The Lockdown Made Me Feel Like a Bad Parent, But Nothing Could Be Further From the Truth

The coronavirus pandemic forced me to loosen up on my parenting skills and allow my toddler to get away with things I normally would reprimand her for. Turns out, I'm not alone and experts say easing up isn't something to feel guilty about.

The author's daughter.
The author's daughter. Photo: Courtesy of Caroline Chirichella

I just sat there and watched as it happened. There she was, my perfect 18-month-old daughter, drawing with her markers on our white leather chairs. I didn't even try to stop her.

In the past, I was relatively strict with my daughter and used my fair share of the word "no." So much so that it became her favorite word. Whenever she would attempt to rearrange the refrigerator or throw laundry on the floor, I reprimanded her. She needed to know what she could and couldn't do. During the pandemic, however, that all changed.

In the beginning of the strict lockdown our family followed, we held it together. But after a few weeks, I could feel myself slowly loosening up. Everything going on had me questioning my parenting skills. I turned to other parents for support and soon realized I was far from alone.

Krista Ruhe, mom of a 5-year-old, said she completely understands where I'm coming from. "I have a demanding job that required me to be on conference calls—soon video conference calls—most of the day. When [my daughter] got fussy and didn't listen, I resorted to another slippery slope of parenting: bribes."

Other parents have also loosened up on things like bedtime, wake-up time, mealtime, and screen time. "I made sure the kids get their schoolwork done in the morning, but then they are on their iPad for hours," says Dori Bussel, mom of an 11- and 9-year-old, who owns a PR consultancy and began working from home during the pandemic. "While I feel guilty that they are on screens and I'm not doing activities with them throughout the day, they have been pretty self-sufficient."

As for me, I noticed that my daughter was starting to pick up on the huge change in our lives. I could sense she was having a tough time and boy, could I relate. All that mattered to me was her happiness. Hence the marker incident. I didn't want to teach her these habits. I didn't want her to grow up thinking she can do whatever she wants without consequence. But as it turns out, relaxing the rules during the pandemic isn't such a bad thing.

"I don't like to think of it as letting children get away with things, but rather realizing that in extraordinary times, we can't always follow ordinary procedures," says Rona Novick, Ph.D., clinical psychologist, dean of Azrieli Graduate School of Jewish Education and Administration at Yeshiva University, and author of Mommy, Can You Stop The Rain? "I strongly recommend being transparent about the easing up—tell your children that the typical rules are not in effect and provide a reason."

The true reason I let my daughter get away with so much during the early days of the pandemic was because I felt helpless—and that was OK. Dr. Novick pointed out that parents were forced to take on a lot more than they could handle at the moment, and it was nearly impossible to manage it all. "We cannot be creative, engaged, energetic teachers, playmates, and chefs every minute of every day," says Dr. Novick.

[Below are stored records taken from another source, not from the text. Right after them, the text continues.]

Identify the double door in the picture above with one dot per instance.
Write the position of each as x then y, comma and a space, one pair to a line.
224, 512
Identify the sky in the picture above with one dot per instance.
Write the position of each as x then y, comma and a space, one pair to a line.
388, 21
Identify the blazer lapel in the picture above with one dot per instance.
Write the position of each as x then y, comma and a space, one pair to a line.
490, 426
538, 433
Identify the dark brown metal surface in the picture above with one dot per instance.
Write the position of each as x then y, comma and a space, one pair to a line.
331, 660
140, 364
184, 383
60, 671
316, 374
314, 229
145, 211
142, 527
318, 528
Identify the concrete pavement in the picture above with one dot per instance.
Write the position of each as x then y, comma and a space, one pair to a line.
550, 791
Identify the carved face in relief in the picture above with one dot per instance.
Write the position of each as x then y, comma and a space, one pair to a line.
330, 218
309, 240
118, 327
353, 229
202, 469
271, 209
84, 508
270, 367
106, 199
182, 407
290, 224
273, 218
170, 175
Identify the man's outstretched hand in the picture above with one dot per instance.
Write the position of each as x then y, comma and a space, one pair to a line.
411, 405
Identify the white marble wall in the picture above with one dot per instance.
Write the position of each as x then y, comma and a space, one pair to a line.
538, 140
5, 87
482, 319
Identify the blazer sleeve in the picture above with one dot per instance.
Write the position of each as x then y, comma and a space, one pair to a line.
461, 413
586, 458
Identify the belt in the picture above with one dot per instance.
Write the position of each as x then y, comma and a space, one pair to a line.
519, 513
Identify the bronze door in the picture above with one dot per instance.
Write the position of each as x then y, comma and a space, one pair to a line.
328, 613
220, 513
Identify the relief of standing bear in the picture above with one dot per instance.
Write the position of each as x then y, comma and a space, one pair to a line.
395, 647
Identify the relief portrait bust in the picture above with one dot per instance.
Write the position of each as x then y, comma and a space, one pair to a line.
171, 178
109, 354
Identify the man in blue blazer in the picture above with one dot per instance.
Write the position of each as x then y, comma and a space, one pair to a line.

But I do worry sometimes that my parenting skills during the lockdown will make it harder for me long-term. Will my daughter's new behaviors become a habit? Dr. Novick doesn't think it should be an issue in the long run. "To the extent that in these difficult times we engage with our children in genuine acts of kindness, in developing habits of gratitude, then any long-term negative effects will be balanced with how we have all grown," says Dr. Novick. As parents, we should just continue to "be a reassuring, steady, loving presence" in our kids' lives, adds Dr. Novick.

In the end, I decided to accept my responsibility for my daughter's behavior when I needed to but the height of the pandemic wasn't the moment. Sometimes, parenting is about getting through the moment the best we can. I did my best during those initial months of the pandemic and as we move into a new future living with COVID-19, I know I shouldn't dwell on choices I made during a very scary and difficult time.

As long as my daughter is safe and happy, that is all that matters to me. When everything about the future was so scary and uncertain, I did what I could to make her feel safe. As her mom, that's what I'm here for—and that can never be bad parenting.